- Born: July 16, 1962 (age 63) Durango, Mexico
- Occupations: Dancer; songwriter; music video director;
- Years active: 1982–present
- Spouses: ; Janet Jackson ​ ​(m. 1991; div. 2003)​ ; Britt Coelho ​(m. 2010)​
- Children: 1

= René Elizondo Jr. =

American songwriter (born 1962)

René Elizondo Jr. (born July 16, 1962) is a Mexican dancer, songwriter and music video director. He was married to American singer Janet Jackson from 1991 to 2003.

==Early life and career==
Born in Durango, Mexico, Elizondo met Jackson in the early 1980s and later became a backup dancer to Janet's older sister La Toya Jackson.

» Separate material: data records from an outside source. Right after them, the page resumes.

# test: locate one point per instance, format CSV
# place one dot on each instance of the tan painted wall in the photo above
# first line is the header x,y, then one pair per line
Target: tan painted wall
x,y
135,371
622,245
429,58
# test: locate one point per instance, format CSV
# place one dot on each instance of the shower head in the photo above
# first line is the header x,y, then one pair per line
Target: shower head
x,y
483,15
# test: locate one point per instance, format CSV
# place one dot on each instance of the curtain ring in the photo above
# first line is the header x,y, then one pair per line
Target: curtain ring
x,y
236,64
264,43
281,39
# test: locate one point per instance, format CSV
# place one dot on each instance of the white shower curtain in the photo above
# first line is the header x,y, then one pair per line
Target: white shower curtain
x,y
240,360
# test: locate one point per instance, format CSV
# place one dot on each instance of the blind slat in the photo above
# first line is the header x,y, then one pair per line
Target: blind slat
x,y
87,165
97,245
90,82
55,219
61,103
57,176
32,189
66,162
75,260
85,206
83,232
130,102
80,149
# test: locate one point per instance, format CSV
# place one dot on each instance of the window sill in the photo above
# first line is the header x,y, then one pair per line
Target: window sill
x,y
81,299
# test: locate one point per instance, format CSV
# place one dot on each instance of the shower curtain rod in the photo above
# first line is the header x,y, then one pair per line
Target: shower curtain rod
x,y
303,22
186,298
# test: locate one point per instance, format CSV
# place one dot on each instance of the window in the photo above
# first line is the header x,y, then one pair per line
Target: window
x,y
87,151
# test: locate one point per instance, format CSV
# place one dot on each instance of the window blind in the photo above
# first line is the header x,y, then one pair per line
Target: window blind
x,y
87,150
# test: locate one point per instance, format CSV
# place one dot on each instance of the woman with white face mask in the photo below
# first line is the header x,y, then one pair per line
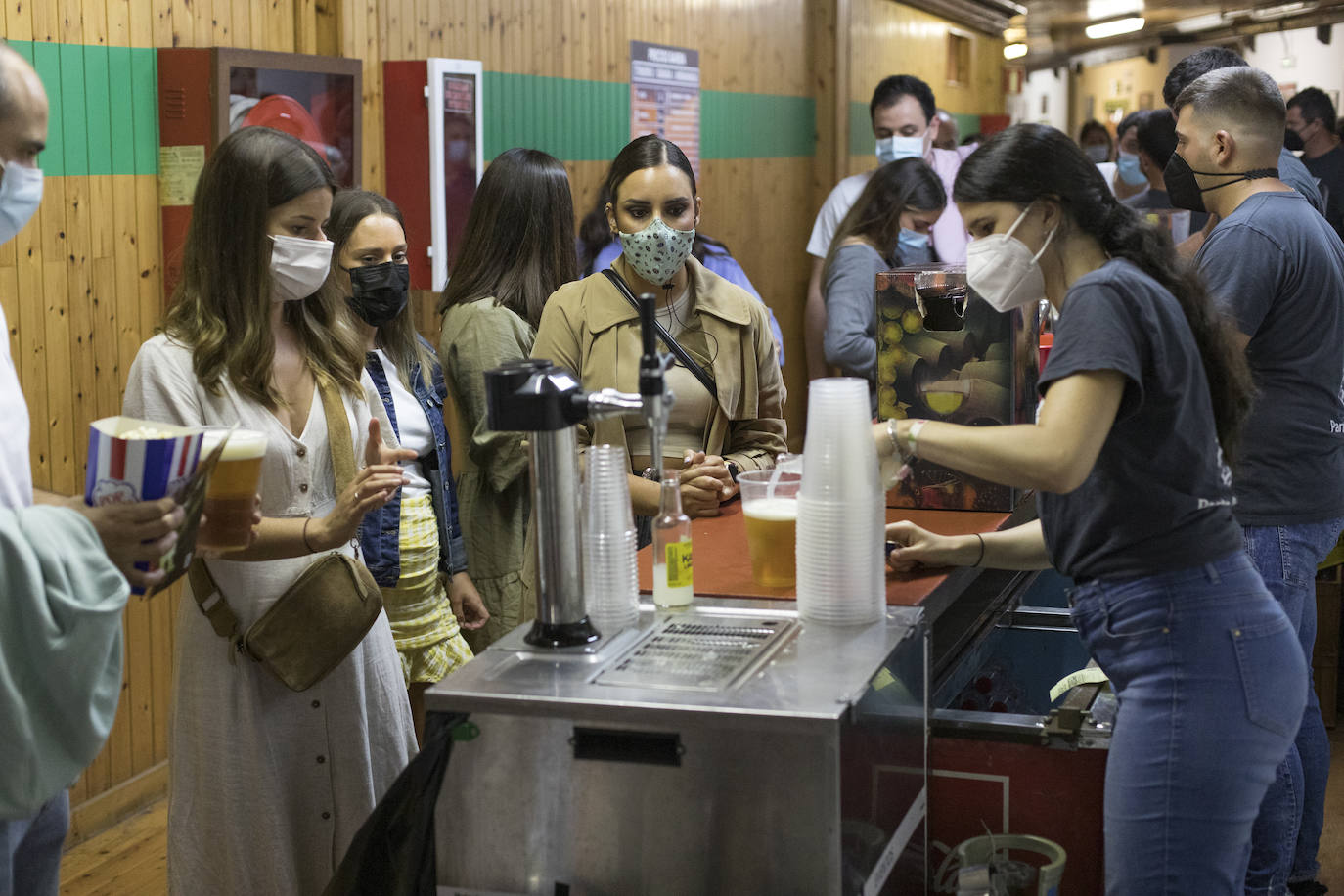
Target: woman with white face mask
x,y
1142,398
270,784
590,328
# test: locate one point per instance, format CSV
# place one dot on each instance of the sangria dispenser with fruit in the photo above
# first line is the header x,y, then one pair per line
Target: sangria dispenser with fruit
x,y
945,355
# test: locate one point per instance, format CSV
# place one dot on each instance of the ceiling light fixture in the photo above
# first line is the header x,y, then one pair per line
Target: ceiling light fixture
x,y
1278,11
1200,23
1106,10
1114,27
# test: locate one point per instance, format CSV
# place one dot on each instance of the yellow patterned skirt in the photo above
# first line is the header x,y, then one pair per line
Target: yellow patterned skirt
x,y
424,626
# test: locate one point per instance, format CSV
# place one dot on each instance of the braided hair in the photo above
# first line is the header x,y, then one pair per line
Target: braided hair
x,y
1027,162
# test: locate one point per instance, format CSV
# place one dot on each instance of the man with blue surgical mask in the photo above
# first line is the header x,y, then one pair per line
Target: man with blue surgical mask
x,y
64,567
905,125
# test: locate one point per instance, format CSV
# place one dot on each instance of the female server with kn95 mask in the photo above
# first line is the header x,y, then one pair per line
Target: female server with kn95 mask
x,y
1143,392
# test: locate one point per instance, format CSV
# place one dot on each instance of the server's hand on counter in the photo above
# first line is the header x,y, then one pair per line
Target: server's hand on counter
x,y
917,547
467,604
1021,547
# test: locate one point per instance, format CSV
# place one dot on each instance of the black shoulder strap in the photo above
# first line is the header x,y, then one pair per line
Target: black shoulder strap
x,y
680,353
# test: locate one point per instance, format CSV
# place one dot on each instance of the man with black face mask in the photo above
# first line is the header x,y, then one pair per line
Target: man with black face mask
x,y
1311,129
1277,269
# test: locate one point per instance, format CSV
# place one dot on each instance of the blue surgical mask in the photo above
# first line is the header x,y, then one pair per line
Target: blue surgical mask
x,y
21,194
894,148
1129,169
915,247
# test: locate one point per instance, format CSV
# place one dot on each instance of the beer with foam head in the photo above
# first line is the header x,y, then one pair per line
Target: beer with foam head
x,y
770,507
233,489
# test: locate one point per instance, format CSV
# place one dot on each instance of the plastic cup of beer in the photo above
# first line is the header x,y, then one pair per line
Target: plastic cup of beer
x,y
233,489
770,507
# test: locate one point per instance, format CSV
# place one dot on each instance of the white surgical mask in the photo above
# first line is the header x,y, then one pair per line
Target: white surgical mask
x,y
297,266
21,194
657,251
893,148
1002,269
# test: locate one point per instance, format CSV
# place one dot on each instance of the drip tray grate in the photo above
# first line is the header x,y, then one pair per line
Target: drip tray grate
x,y
704,653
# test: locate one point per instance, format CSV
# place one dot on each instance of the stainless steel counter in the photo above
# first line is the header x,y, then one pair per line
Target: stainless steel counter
x,y
725,748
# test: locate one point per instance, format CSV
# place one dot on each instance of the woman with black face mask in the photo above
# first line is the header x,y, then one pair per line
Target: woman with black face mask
x,y
413,544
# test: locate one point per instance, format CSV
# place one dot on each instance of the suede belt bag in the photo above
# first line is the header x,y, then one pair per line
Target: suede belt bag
x,y
324,614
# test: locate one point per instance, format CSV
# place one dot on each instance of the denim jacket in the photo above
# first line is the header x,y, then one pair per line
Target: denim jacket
x,y
380,533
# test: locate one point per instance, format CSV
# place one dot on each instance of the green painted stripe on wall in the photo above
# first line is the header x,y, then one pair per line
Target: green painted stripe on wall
x,y
105,118
749,125
570,118
104,114
590,119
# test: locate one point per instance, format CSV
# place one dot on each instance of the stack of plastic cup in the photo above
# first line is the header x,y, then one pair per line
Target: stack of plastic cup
x,y
610,576
841,510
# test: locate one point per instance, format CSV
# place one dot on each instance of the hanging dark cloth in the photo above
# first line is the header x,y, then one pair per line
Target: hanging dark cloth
x,y
392,855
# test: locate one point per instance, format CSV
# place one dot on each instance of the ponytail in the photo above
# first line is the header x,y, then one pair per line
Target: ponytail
x,y
1027,162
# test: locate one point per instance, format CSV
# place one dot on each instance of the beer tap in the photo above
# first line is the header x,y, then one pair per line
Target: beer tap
x,y
547,402
653,385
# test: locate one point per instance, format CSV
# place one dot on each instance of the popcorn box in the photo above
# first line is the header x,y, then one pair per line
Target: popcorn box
x,y
133,460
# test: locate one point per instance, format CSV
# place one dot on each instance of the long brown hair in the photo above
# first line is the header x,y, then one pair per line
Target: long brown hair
x,y
398,336
517,242
875,215
222,306
1027,162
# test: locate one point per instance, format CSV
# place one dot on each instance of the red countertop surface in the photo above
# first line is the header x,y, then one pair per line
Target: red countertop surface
x,y
723,565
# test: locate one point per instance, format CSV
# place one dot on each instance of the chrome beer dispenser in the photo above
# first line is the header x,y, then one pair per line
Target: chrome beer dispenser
x,y
547,402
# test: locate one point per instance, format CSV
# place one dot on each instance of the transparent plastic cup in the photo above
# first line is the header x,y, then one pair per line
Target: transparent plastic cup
x,y
610,575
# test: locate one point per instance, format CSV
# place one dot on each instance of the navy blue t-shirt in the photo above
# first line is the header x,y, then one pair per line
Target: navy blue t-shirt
x,y
1277,269
1160,496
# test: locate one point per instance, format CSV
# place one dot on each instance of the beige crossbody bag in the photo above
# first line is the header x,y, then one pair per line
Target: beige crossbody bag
x,y
324,614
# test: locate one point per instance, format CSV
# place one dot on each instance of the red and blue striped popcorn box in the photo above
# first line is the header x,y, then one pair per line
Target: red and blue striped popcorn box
x,y
132,460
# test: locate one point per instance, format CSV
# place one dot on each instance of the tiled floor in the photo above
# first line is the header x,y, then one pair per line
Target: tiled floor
x,y
130,859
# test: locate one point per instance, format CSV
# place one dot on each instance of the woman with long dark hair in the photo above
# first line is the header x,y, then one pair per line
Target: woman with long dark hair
x,y
901,198
413,544
268,784
589,327
517,247
1142,405
599,247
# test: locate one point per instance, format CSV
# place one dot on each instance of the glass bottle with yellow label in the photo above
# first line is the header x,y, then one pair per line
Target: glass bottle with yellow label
x,y
672,585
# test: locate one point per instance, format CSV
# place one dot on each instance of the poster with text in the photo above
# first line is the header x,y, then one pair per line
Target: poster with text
x,y
665,96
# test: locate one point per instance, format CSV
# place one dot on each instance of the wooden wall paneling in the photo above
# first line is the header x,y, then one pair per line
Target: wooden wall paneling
x,y
183,23
243,19
305,25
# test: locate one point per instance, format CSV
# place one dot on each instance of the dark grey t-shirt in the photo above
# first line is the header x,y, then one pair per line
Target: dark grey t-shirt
x,y
1329,169
1293,172
1277,269
1159,497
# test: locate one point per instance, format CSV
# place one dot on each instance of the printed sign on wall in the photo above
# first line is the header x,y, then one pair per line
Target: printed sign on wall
x,y
665,96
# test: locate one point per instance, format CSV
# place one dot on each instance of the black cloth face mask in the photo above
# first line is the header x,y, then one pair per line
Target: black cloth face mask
x,y
1186,193
380,291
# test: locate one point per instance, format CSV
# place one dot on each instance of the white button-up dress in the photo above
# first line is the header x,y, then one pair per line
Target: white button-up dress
x,y
268,786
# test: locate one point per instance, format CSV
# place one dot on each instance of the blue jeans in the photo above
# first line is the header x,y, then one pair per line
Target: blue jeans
x,y
1287,829
1211,690
29,850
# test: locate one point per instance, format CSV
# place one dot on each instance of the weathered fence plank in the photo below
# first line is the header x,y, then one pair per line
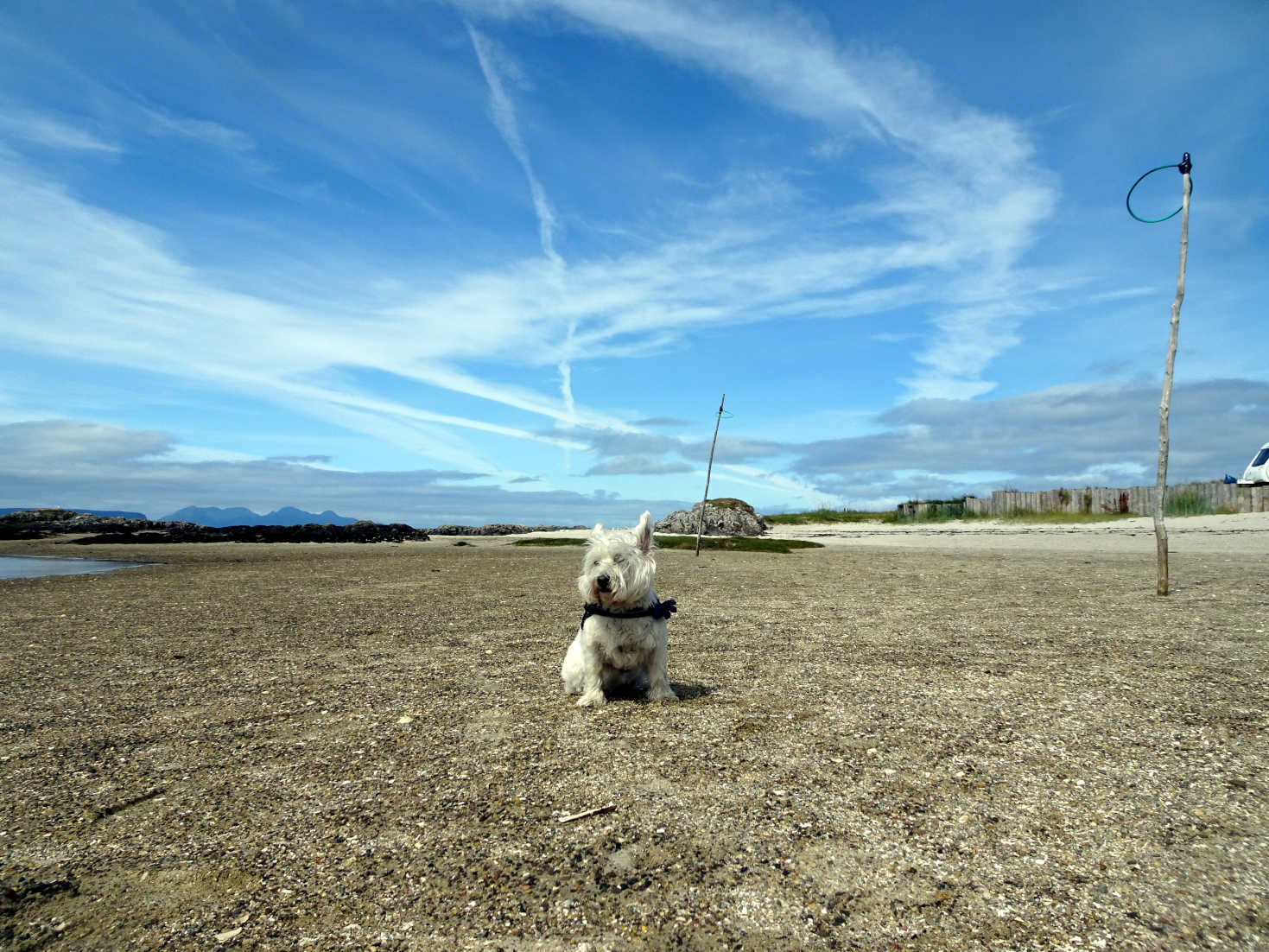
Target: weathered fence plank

Elizondo and Jackson married in 1991. Elizondo directed her videos for "That's the Way Love Goes", "Again", and "Together Again" (Deeper Remix) and was a songwriter on The Velvet Rope. It is his hands that cover Jackson's breasts on the cover of the September 1993 issue of Rolling Stone magazine, the expanded cover art of her janet. album. René also appeared in Jackson's "Come Back to Me" video in 1990 from her album Rhythm Nation (1989). Elizondo was heavily involved in Jackson's business affairs, but the two fell out as marital partners. They separated in January 1999 and the divorce was finalized in October 2003.

In August 2010, Elizondo married Britt Coelho, his longtime girlfriend, in a small beach ceremony. The couple had a baby girl on October 9, 2011.